US motor sport pioneer and Group 44 co-founder Bob Tullius died peacefully at his home in Port Orange, Florida, on March 16, 2026. He was 95 years old.
After graduating high school, Tullius joined the US Air Force and played quarterback for the Chanute Air Force Base American football team until his playing career was cut short by a leg injury. He then worked in sales for Kodak.
Despite being named Salesman of the Year at Kodak, Bob Tullius’ true calling lay in motor sport. His career began by accident after he bought a Triumph TR3 for his wife, who rarely drove it. He took it to a racing school himself and promptly won the graduation race.
Having discovered his talent behind the wheel, Tullius’ racing career began in earnest in 1961. He finished no lower than second in his first four races and soon convinced Triumph to supply a TR4 for 1962. His success continued and, in 1963, his supervisor at Kodak forced him to choose between racing and his day job. He chose motor sport and never looked back.
In 1965, he co-founded the Group 44 race team with mechanic Brian Fuerstenau and New York advertising executive Dick Gilmartin. Closely associated with British Leyland – and renowned for backwards-facing race numbers – Group 44 went on to revolutionise US motor sport over the next 25 years.
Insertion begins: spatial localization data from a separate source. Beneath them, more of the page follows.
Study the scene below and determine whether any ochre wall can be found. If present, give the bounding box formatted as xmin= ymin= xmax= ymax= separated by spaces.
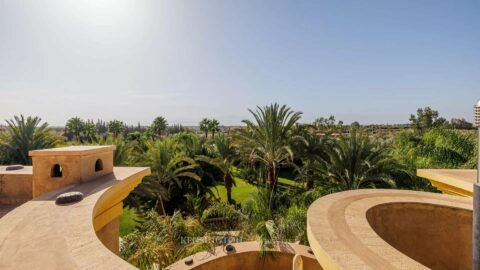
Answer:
xmin=80 ymin=152 xmax=114 ymax=182
xmin=32 ymin=155 xmax=82 ymax=197
xmin=0 ymin=174 xmax=33 ymax=204
xmin=367 ymin=203 xmax=472 ymax=270
xmin=32 ymin=151 xmax=114 ymax=197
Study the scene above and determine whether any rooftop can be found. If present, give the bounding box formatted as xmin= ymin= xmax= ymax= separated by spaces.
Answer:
xmin=0 ymin=166 xmax=33 ymax=175
xmin=0 ymin=167 xmax=150 ymax=269
xmin=29 ymin=145 xmax=116 ymax=156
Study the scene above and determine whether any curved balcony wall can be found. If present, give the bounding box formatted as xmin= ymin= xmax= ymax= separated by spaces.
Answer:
xmin=307 ymin=189 xmax=472 ymax=270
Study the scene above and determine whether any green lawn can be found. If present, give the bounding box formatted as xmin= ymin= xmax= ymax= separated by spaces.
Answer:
xmin=211 ymin=177 xmax=257 ymax=204
xmin=211 ymin=176 xmax=299 ymax=205
xmin=278 ymin=177 xmax=297 ymax=186
xmin=119 ymin=207 xmax=142 ymax=236
xmin=121 ymin=176 xmax=299 ymax=234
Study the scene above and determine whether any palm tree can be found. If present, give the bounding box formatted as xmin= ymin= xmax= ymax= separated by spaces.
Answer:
xmin=321 ymin=128 xmax=408 ymax=190
xmin=210 ymin=135 xmax=237 ymax=204
xmin=133 ymin=139 xmax=202 ymax=215
xmin=237 ymin=103 xmax=302 ymax=191
xmin=151 ymin=116 xmax=168 ymax=139
xmin=296 ymin=132 xmax=330 ymax=190
xmin=107 ymin=120 xmax=125 ymax=138
xmin=208 ymin=119 xmax=221 ymax=138
xmin=199 ymin=118 xmax=210 ymax=138
xmin=0 ymin=115 xmax=60 ymax=165
xmin=65 ymin=117 xmax=84 ymax=141
xmin=121 ymin=210 xmax=212 ymax=270
xmin=97 ymin=136 xmax=132 ymax=166
xmin=82 ymin=120 xmax=97 ymax=142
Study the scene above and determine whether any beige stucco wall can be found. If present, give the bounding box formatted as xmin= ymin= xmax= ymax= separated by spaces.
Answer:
xmin=80 ymin=152 xmax=114 ymax=182
xmin=367 ymin=202 xmax=472 ymax=270
xmin=0 ymin=174 xmax=33 ymax=204
xmin=32 ymin=155 xmax=82 ymax=197
xmin=31 ymin=151 xmax=114 ymax=197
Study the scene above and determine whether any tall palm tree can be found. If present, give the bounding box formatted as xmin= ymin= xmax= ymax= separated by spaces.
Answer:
xmin=151 ymin=116 xmax=168 ymax=139
xmin=107 ymin=120 xmax=125 ymax=138
xmin=134 ymin=139 xmax=202 ymax=215
xmin=208 ymin=119 xmax=221 ymax=138
xmin=295 ymin=132 xmax=330 ymax=190
xmin=210 ymin=135 xmax=237 ymax=204
xmin=237 ymin=103 xmax=302 ymax=191
xmin=199 ymin=118 xmax=210 ymax=138
xmin=321 ymin=128 xmax=408 ymax=190
xmin=82 ymin=120 xmax=97 ymax=143
xmin=0 ymin=115 xmax=60 ymax=165
xmin=65 ymin=117 xmax=84 ymax=141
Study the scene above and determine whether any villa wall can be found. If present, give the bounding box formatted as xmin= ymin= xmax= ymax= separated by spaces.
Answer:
xmin=31 ymin=151 xmax=114 ymax=197
xmin=0 ymin=173 xmax=33 ymax=204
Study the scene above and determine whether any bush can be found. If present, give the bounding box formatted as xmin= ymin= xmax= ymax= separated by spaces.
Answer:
xmin=201 ymin=202 xmax=244 ymax=230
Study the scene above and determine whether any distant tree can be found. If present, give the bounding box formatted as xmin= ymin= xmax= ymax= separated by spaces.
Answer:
xmin=450 ymin=118 xmax=473 ymax=130
xmin=0 ymin=115 xmax=60 ymax=165
xmin=107 ymin=120 xmax=125 ymax=138
xmin=199 ymin=118 xmax=210 ymax=138
xmin=151 ymin=116 xmax=168 ymax=138
xmin=96 ymin=119 xmax=108 ymax=134
xmin=313 ymin=115 xmax=343 ymax=132
xmin=351 ymin=121 xmax=361 ymax=128
xmin=65 ymin=117 xmax=84 ymax=141
xmin=167 ymin=124 xmax=186 ymax=135
xmin=82 ymin=120 xmax=97 ymax=142
xmin=208 ymin=119 xmax=221 ymax=138
xmin=409 ymin=107 xmax=446 ymax=132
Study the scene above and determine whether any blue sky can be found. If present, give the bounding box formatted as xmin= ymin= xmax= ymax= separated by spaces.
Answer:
xmin=0 ymin=0 xmax=479 ymax=126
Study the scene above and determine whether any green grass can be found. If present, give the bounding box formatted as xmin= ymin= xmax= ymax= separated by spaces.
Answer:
xmin=211 ymin=176 xmax=299 ymax=205
xmin=211 ymin=177 xmax=257 ymax=204
xmin=119 ymin=207 xmax=142 ymax=237
xmin=278 ymin=177 xmax=297 ymax=186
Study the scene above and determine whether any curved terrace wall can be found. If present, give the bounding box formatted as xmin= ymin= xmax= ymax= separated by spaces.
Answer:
xmin=307 ymin=189 xmax=473 ymax=270
xmin=0 ymin=167 xmax=150 ymax=269
xmin=366 ymin=202 xmax=472 ymax=270
xmin=167 ymin=242 xmax=322 ymax=270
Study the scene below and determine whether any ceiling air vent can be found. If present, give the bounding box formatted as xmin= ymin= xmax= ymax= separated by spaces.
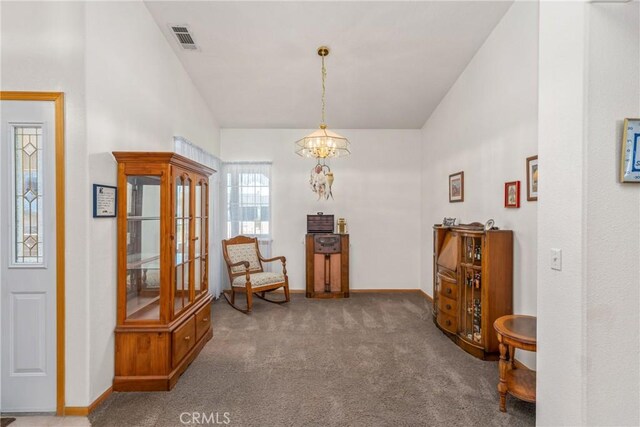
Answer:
xmin=170 ymin=25 xmax=198 ymax=51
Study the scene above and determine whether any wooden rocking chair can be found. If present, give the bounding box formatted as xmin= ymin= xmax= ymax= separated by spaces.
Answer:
xmin=222 ymin=235 xmax=290 ymax=313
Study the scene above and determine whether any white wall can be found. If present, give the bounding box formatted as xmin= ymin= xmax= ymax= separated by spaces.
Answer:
xmin=1 ymin=1 xmax=90 ymax=407
xmin=536 ymin=3 xmax=588 ymax=423
xmin=221 ymin=129 xmax=422 ymax=291
xmin=84 ymin=1 xmax=220 ymax=403
xmin=537 ymin=1 xmax=640 ymax=425
xmin=585 ymin=3 xmax=639 ymax=424
xmin=538 ymin=2 xmax=640 ymax=425
xmin=1 ymin=1 xmax=220 ymax=407
xmin=419 ymin=2 xmax=538 ymax=368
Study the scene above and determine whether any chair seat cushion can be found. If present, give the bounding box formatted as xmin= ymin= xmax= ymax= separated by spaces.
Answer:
xmin=232 ymin=272 xmax=285 ymax=288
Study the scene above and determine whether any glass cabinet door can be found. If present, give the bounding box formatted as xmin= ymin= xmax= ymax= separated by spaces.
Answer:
xmin=194 ymin=179 xmax=208 ymax=298
xmin=174 ymin=173 xmax=192 ymax=317
xmin=460 ymin=235 xmax=483 ymax=344
xmin=125 ymin=175 xmax=161 ymax=321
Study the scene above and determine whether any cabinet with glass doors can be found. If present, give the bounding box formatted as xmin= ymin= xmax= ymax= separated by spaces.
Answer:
xmin=113 ymin=152 xmax=215 ymax=391
xmin=433 ymin=225 xmax=513 ymax=359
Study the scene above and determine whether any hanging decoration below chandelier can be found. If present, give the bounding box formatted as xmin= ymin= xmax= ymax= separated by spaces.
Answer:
xmin=295 ymin=46 xmax=350 ymax=199
xmin=310 ymin=162 xmax=334 ymax=200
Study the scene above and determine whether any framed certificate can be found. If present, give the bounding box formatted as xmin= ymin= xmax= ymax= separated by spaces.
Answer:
xmin=620 ymin=118 xmax=640 ymax=183
xmin=93 ymin=184 xmax=117 ymax=218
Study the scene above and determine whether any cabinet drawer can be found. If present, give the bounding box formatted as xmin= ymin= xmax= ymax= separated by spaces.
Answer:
xmin=438 ymin=295 xmax=457 ymax=317
xmin=440 ymin=281 xmax=458 ymax=300
xmin=437 ymin=270 xmax=456 ymax=283
xmin=438 ymin=312 xmax=457 ymax=334
xmin=172 ymin=316 xmax=196 ymax=367
xmin=195 ymin=303 xmax=211 ymax=342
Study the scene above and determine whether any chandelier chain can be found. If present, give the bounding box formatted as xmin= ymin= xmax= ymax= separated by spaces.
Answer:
xmin=321 ymin=54 xmax=326 ymax=125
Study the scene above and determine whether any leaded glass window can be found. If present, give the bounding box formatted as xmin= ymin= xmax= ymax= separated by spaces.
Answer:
xmin=13 ymin=125 xmax=44 ymax=265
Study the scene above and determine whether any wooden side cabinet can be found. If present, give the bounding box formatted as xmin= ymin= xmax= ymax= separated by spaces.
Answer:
xmin=432 ymin=224 xmax=513 ymax=359
xmin=113 ymin=152 xmax=215 ymax=391
xmin=305 ymin=234 xmax=349 ymax=298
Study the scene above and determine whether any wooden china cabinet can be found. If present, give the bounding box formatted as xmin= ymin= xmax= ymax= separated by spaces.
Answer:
xmin=113 ymin=152 xmax=215 ymax=391
xmin=432 ymin=224 xmax=513 ymax=360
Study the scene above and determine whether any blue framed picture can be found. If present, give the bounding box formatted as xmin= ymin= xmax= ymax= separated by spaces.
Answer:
xmin=93 ymin=184 xmax=117 ymax=218
xmin=620 ymin=118 xmax=640 ymax=182
xmin=632 ymin=133 xmax=640 ymax=172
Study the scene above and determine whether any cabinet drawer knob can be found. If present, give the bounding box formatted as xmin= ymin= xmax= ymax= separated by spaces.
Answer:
xmin=184 ymin=336 xmax=191 ymax=341
xmin=445 ymin=320 xmax=451 ymax=326
xmin=202 ymin=318 xmax=208 ymax=322
xmin=446 ymin=304 xmax=452 ymax=310
xmin=446 ymin=288 xmax=452 ymax=294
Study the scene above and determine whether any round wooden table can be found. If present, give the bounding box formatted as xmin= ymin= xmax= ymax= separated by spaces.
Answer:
xmin=493 ymin=315 xmax=536 ymax=412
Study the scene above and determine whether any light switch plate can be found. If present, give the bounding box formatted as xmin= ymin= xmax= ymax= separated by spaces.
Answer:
xmin=551 ymin=248 xmax=562 ymax=271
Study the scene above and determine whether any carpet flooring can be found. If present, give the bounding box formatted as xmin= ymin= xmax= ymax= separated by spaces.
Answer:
xmin=90 ymin=293 xmax=535 ymax=427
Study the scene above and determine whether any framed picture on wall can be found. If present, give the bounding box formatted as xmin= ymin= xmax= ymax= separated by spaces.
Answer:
xmin=449 ymin=171 xmax=464 ymax=203
xmin=504 ymin=181 xmax=520 ymax=208
xmin=620 ymin=118 xmax=640 ymax=183
xmin=526 ymin=155 xmax=538 ymax=201
xmin=93 ymin=184 xmax=117 ymax=218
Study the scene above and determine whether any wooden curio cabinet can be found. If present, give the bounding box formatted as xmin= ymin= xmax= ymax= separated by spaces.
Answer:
xmin=433 ymin=224 xmax=513 ymax=360
xmin=113 ymin=152 xmax=215 ymax=391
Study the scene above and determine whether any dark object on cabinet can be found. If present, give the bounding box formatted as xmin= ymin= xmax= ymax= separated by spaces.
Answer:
xmin=307 ymin=213 xmax=334 ymax=234
xmin=305 ymin=234 xmax=349 ymax=298
xmin=113 ymin=152 xmax=214 ymax=391
xmin=433 ymin=224 xmax=513 ymax=360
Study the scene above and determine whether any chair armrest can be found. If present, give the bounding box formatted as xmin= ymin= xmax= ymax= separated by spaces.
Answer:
xmin=259 ymin=255 xmax=286 ymax=264
xmin=228 ymin=260 xmax=250 ymax=269
xmin=227 ymin=260 xmax=252 ymax=286
xmin=259 ymin=255 xmax=287 ymax=276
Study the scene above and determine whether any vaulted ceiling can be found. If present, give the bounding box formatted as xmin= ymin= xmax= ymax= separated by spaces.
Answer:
xmin=145 ymin=1 xmax=512 ymax=129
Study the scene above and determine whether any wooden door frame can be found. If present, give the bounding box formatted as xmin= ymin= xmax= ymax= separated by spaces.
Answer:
xmin=0 ymin=92 xmax=65 ymax=415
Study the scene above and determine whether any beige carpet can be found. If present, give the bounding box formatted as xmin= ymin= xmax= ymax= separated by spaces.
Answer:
xmin=90 ymin=293 xmax=535 ymax=426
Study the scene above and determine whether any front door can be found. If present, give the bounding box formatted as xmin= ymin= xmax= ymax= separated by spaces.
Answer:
xmin=0 ymin=100 xmax=57 ymax=412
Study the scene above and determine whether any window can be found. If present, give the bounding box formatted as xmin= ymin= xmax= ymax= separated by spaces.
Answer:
xmin=223 ymin=163 xmax=271 ymax=239
xmin=12 ymin=125 xmax=45 ymax=265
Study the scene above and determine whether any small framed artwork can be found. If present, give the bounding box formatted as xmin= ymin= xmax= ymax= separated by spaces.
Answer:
xmin=504 ymin=181 xmax=520 ymax=208
xmin=93 ymin=184 xmax=117 ymax=218
xmin=620 ymin=118 xmax=640 ymax=183
xmin=526 ymin=155 xmax=538 ymax=201
xmin=449 ymin=171 xmax=464 ymax=203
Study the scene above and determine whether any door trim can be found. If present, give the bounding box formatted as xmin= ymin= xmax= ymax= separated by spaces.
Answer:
xmin=0 ymin=92 xmax=65 ymax=415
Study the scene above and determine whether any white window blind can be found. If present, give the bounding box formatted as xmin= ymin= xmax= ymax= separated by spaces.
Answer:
xmin=222 ymin=162 xmax=271 ymax=238
xmin=222 ymin=162 xmax=272 ymax=273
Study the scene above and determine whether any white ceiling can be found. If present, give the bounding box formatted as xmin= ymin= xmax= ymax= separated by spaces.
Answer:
xmin=145 ymin=1 xmax=512 ymax=129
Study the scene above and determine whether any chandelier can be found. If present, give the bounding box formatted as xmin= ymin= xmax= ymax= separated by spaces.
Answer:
xmin=295 ymin=46 xmax=351 ymax=159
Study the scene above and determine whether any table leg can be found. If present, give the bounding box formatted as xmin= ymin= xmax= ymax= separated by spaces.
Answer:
xmin=498 ymin=342 xmax=508 ymax=412
xmin=509 ymin=345 xmax=515 ymax=369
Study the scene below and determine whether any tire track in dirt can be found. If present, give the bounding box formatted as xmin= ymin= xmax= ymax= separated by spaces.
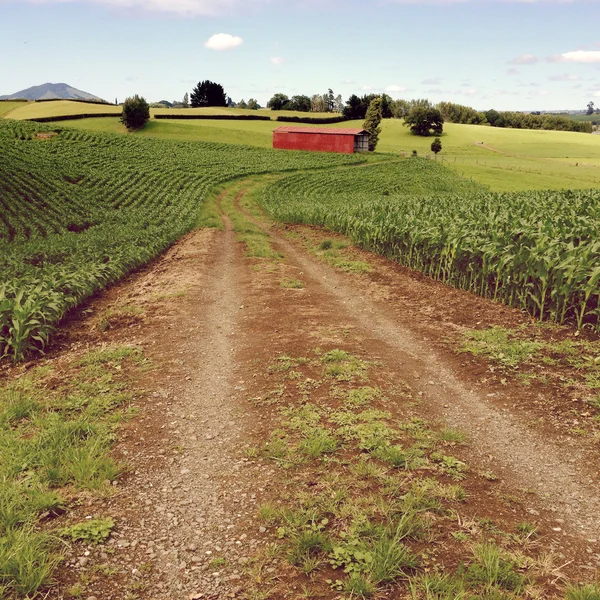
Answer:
xmin=114 ymin=200 xmax=267 ymax=599
xmin=234 ymin=189 xmax=600 ymax=543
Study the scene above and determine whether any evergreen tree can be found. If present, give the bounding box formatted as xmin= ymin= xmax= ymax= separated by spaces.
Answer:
xmin=190 ymin=80 xmax=227 ymax=107
xmin=363 ymin=97 xmax=383 ymax=152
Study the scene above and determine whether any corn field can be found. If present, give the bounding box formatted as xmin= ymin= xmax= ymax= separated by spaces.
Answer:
xmin=262 ymin=160 xmax=600 ymax=332
xmin=0 ymin=120 xmax=362 ymax=361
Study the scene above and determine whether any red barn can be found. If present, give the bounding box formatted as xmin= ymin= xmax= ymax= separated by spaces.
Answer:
xmin=272 ymin=126 xmax=370 ymax=154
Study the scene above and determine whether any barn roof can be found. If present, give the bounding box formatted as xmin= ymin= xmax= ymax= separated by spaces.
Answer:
xmin=273 ymin=126 xmax=368 ymax=136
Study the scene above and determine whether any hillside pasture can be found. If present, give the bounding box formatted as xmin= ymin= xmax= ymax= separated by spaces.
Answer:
xmin=0 ymin=101 xmax=27 ymax=117
xmin=4 ymin=99 xmax=339 ymax=122
xmin=5 ymin=100 xmax=121 ymax=120
xmin=57 ymin=115 xmax=600 ymax=191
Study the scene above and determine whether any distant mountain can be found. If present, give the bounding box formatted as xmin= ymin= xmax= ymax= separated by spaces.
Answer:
xmin=0 ymin=82 xmax=103 ymax=101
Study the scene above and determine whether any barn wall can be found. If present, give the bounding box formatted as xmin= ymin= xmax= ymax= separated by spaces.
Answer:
xmin=273 ymin=132 xmax=356 ymax=154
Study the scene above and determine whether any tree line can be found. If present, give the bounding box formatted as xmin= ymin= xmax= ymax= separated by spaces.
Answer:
xmin=121 ymin=80 xmax=593 ymax=135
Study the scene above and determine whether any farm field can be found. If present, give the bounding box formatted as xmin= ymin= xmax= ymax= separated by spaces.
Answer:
xmin=0 ymin=101 xmax=27 ymax=117
xmin=3 ymin=99 xmax=337 ymax=121
xmin=2 ymin=112 xmax=600 ymax=599
xmin=262 ymin=161 xmax=600 ymax=331
xmin=0 ymin=119 xmax=361 ymax=361
xmin=55 ymin=113 xmax=600 ymax=191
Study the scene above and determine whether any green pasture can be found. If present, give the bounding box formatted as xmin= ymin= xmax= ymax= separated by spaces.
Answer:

Bob Tullius and Group 44 effectively pioneered modern motor sport marketing in the US, securing major corporate sponsorships and treating the team as a brand in its own right. Group 44 actively pursued media coverage, involved local dealerships and set new standards of professionalism, with its iconic green-and-white livery worn by team members and applied to transporters as well as the race cars.
Across 25 years, Group 44 amassed more than 300 victories. Its tally included 14 SCCA national championships, three Trans-Am titles and a GTP-class win at the Le Mans 24 Hours in 1985. Tullius made 252 race starts, scoring 38 outright victories and a further 43 class wins. His final triumph came in a Jaguar XJR-13 at the Daytona Three Hours in 1986.
Beyond British Leyland’s Triumphs and Jaguars, Tullius’ career spanned a wide and eclectic range of machinery. He entered a Dodge Dart in the Over 2.0-Litre class at the inaugural Trans-Am race at Sebring in 1966, raced the turbine-powered Howmet TX at Le Mans in 1968, drove a NART Ferrari 512 BB at Daytona in 1979 and campaigned a Javelin in NASCAR.
The team was responsible for bringing the British marque’s first Le Mans entry in almost three decades with the XJR-5, marking Jaguar’s return to top-level endurance racing and laying the foundations for its success in Group C. In 1981, Jaguar founder Sir William Lyons presented Tullius with an eponymous award for his contributions to the brand.

Tullius was also a passionate aviator and assembled a collection of aircraft, including a Fairchild PT-26A, a Beechcraft King Air, a Waco biplane, a North American T-6 Texan and a Donald Duck-liveried Mustang P-51D fighter that he donated to the Royal Air Force Museum in 2003. Tullius logged thousands of hours in his aircraft and flew the Mustang P-51D in more than 140 airshows.
Tullius’ achievements are reflected in his induction into the Sebring Hall of Fame, the SCCA Hall of Fame, the British Sports Car Hall of Fame, the IMSA Hall of Fame and the Motorsports Hall of Fame of America. He also served on the SCCA Board of Directors.
Bob Tullius is survived by his daughter, his daughter-in-law, eight grandchildren and three great grandchildren. He will be missed.